Cheering on Canned Foods
Fresh is not the only game in town; learn about the benefits of canned foods.
By Kathleen Zelman, MPH, RD
Canned foods are convenience foods — nutritious, available year round and economical yet surveys show people often misunderstand them and don’t think they are healthful choices.
Think again, research shows good nutrition may come in a can and contribute to healthy, well-balanced diets. They contain the same important nutrients and may help meet recommendations for more fruits, vegetables, fiber and seafood at a lower cost.
All forms of food, including canned, fresh, frozen and dried may help provide nutrients needed for a healthy diet.
Benefits of Canned Foods
Canned foods are nutritionally comparable with fresh and frozen foods, while in some cases they may be even better.
Fresh produce can lose nutrients more rapidly than canned or frozen products. Some fresh vegetables, such as spinach and green beans, lose up to 75 percent of their vitamin C within 7 days of harvest. Frozen foods are generally high in nutrients because they are frozen at peak freshness.
Canned foods are also packed at peak ripeness to deliver the same consistent taste year round. The canning process locks in nutrients at ultimate freshness and due to the lack of oxygen during storage, canned foods remain relatively stable up until the time they are consumed, giving them a longer shelf-life.
Using canned foods saves preparation time by skipping the cleaning, chopping, cooking time while reducing spoilage waste. Historically, canning was developed to extend food availability all year long and prevent seasonal starvation.
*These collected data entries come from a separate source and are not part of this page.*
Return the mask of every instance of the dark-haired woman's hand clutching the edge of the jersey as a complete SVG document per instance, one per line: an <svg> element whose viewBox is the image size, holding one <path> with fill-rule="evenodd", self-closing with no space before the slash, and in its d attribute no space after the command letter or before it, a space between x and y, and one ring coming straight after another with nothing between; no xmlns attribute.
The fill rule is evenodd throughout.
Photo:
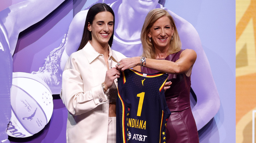
<svg viewBox="0 0 256 143"><path fill-rule="evenodd" d="M120 71L116 67L113 67L106 72L104 81L105 89L108 90L113 85L114 79L119 78Z"/></svg>

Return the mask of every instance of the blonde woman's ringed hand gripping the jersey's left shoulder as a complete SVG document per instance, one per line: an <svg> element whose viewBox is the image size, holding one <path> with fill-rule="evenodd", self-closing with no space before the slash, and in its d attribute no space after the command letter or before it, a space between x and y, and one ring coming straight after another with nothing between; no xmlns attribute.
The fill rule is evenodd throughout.
<svg viewBox="0 0 256 143"><path fill-rule="evenodd" d="M130 69L138 66L140 64L139 61L140 61L139 56L124 58L116 64L116 68L120 71L124 71L126 69Z"/></svg>

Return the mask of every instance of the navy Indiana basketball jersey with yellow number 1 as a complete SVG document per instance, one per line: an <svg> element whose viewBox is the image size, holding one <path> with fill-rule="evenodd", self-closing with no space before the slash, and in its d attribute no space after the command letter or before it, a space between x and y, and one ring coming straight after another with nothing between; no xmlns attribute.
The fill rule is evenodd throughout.
<svg viewBox="0 0 256 143"><path fill-rule="evenodd" d="M171 114L164 96L168 74L127 69L118 79L117 143L165 143Z"/></svg>

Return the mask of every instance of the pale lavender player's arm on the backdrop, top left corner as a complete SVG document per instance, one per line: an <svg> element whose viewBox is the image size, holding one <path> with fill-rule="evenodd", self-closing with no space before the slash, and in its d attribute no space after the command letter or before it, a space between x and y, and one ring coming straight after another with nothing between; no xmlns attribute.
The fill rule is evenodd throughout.
<svg viewBox="0 0 256 143"><path fill-rule="evenodd" d="M14 53L19 33L45 18L63 1L27 0L1 11L0 15L8 15L4 18L4 25L7 29L12 54Z"/></svg>

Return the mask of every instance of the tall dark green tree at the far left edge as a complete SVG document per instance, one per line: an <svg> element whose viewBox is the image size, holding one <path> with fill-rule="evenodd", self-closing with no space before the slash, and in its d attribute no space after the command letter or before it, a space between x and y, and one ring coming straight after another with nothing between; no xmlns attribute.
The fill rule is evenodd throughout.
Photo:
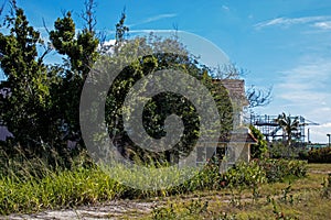
<svg viewBox="0 0 331 220"><path fill-rule="evenodd" d="M1 86L10 89L10 95L2 97L1 111L15 140L28 147L51 139L50 78L36 51L42 43L40 33L14 1L12 9L13 14L6 19L10 33L0 33L0 65L7 76Z"/></svg>

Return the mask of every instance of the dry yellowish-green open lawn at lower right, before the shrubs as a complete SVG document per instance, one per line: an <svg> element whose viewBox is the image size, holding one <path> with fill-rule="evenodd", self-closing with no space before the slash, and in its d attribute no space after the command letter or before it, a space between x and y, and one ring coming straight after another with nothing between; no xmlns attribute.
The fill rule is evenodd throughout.
<svg viewBox="0 0 331 220"><path fill-rule="evenodd" d="M258 189L171 197L142 219L331 219L331 164L309 164L308 176ZM330 180L330 179L329 179ZM324 183L324 184L323 184Z"/></svg>

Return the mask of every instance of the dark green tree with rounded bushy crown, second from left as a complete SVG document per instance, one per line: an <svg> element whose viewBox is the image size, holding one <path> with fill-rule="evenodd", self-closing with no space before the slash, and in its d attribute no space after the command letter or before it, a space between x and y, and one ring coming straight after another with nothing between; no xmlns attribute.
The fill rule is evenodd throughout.
<svg viewBox="0 0 331 220"><path fill-rule="evenodd" d="M50 40L54 48L61 54L66 55L64 65L58 69L61 76L58 84L52 87L53 101L57 116L65 127L66 139L79 141L83 145L79 129L79 100L84 81L89 73L98 53L98 38L95 33L95 19L93 0L85 2L86 11L83 12L83 20L86 25L82 32L76 33L75 22L71 12L64 18L57 19L54 30L50 32Z"/></svg>

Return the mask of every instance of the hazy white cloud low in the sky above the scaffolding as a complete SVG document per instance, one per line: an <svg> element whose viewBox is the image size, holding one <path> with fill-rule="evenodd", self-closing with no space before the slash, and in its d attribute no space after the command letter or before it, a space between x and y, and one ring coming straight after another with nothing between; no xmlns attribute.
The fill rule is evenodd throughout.
<svg viewBox="0 0 331 220"><path fill-rule="evenodd" d="M295 112L320 123L309 127L312 142L325 143L331 133L331 58L305 59L298 66L284 70L275 85L275 97L284 111Z"/></svg>

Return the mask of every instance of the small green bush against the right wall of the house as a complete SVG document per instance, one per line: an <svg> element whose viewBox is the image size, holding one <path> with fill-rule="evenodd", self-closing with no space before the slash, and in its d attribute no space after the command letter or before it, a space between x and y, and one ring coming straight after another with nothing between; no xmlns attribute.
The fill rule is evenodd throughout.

“Fresh produce can lose lots of nutrients, especially during the winter when it travels hundreds or thousands of miles to get to your grocer, where it then sits on the shelf until you buy it,” said registered dietitian and author of My Plate for Moms, Elizabeth Ward.
Fresh, local produce is impossible to come by in many parts of the country during winter so relying on canned foods is a practical solution to have nutritious products year-round.
Canned Foods May Improve Diets
A 2012 study showed canned foods may provide important essential nutrients, often at a lower cost-per-nutrient than fresh, frozen or dried forms.
Another study showed that canned fruits and vegetables may help improve a children’s overall diet quality. Children who ate canned fruits and vegetables ate 22 percent more vegetables, 14 percent more fruit, had better diet quality and increased nutrient intake according to researchers.
While canned foods can be high in sodium, the leading sources of sodium in the American diet are not from canned foods. You can avoid extra sodium in canned foods by choosing ones labelled “no-salt” and “lower sodium.” Rinsing can also help reduce salt content.
Maximizing Canned Foods
Canned foods are perfect additions to your favorite recipes that can increase yield and add more fruits, vegetables, fiber and protein to your diet. Whip up healthy meals in minutes by tossing together a few cans of your favorite foods or toss in an additional can or two to help stretch recipes and feed more people, at a reduced cost.
As an added bonus, canned foods are environmentally friendly and are the most recycled containers in the United States.
But remember, nothing lasts forever, even canned foods in your pantry. Check the “best by” or “use by” date, most canned foods are good for about one year.